PJM Can’t Even Report on Its Own Achievements

I was looking at the PJM Web site the other day and came across this Aug. 11 press release issued by PJM, titled “Consumers Set Electricity Use Records in PJM Region, Electricity Use Up 16 Percent Over Last Year.”

First, I should make clear that this demand increase was not the result of “economic recovery.”  The press release says:

“The higher electricity loads we’re seeing are definitely because of the weather,” said Michael Kormos, PJM senior vice president – Operations, noting the correlation between higher temperatures and higher use. “Fortunately, it’s in these hotter than average times when we see the true strength of the coordination between PJM and our member companies who make it possible to meet demand and keep the grid stable.”

The rest of the press release then goes on to ignore the most important part of Mr. Kormos’ statement, namely that demand management gets the credit for managing increased demand.

The other thing that should be noted is that increased overall demand is not an argument for PATH.  AEP/Allegheny/PJM have based their need for PATH only on conditions at peak demand.  Here is what has happened this summer with peak demand, as described in the press release:

So far this year, the peak demand for electricity in the PJM region was 136,680 megawatts (MW) on July 6. Peak demand is the greatest amount of electricity used during a single hour. (One megawatt is enough electricity to serve 800 to 1,000 homes.) This peak amount was 14 percent higher than last year’s peak demand. The all-time record peak demand was 144,644 MW set on August 2, 2006.

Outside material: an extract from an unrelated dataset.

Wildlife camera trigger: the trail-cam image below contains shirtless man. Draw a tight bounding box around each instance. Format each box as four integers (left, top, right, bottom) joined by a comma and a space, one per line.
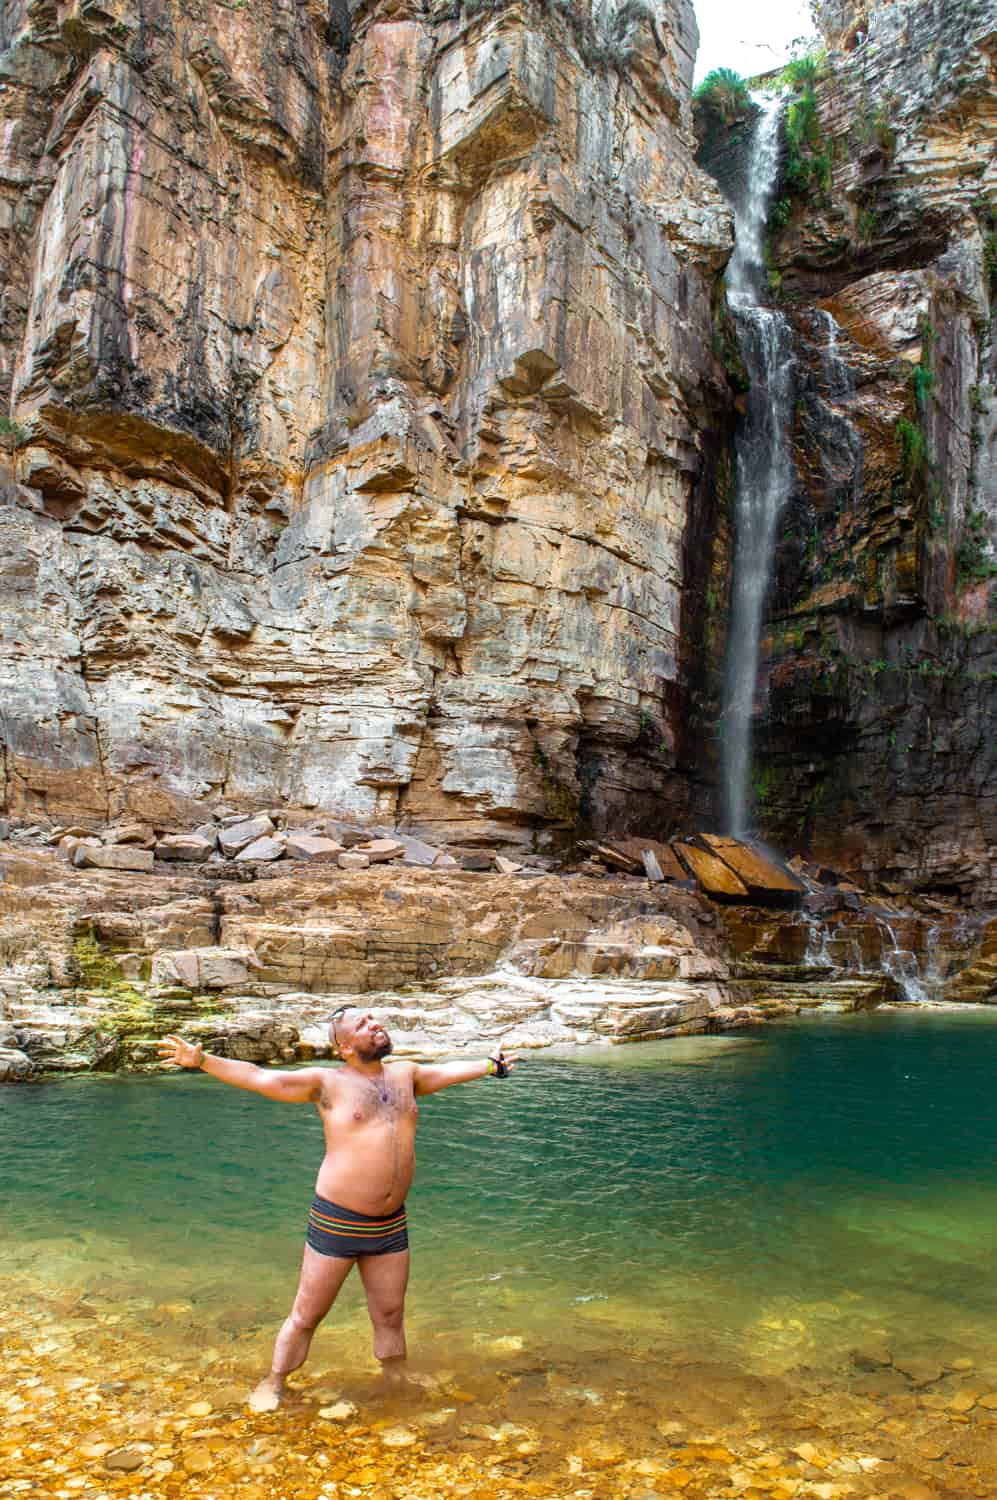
156, 1007, 517, 1411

This is the real story, but the press release fails to focus on it.  While July 2010 overall demand set a new record for July electricity use, breaking the old July 2006 record, peak demand in 2010 was 8000 megawatts below the record 2006 peak demand.

Instead of pointing to this clear progress in managing peak demand, the press release seems to congratulate PJM customers for using ever more electricity.  If PJM were really serious about increasing grid reliability, they would not be celebrating rising power use.

Demand management, particularly peak demand management, is cheap and fast.  The 8000 megawatt reduction in peak demand from 2006, while overall demand rose, meant that PJM did not need the capacity of four good-sized coal-fired power plants during the very hot weather in July.  That achievement should have been the focus of PJM’s press release.

The August 11 PJM press release shows clearly that PJM management is still in the grip of obsolete thinking about our energy future and the management of the electrical power grid.  PJM management refuses to acknowledge the facts right before their eyes, in their own transmission system.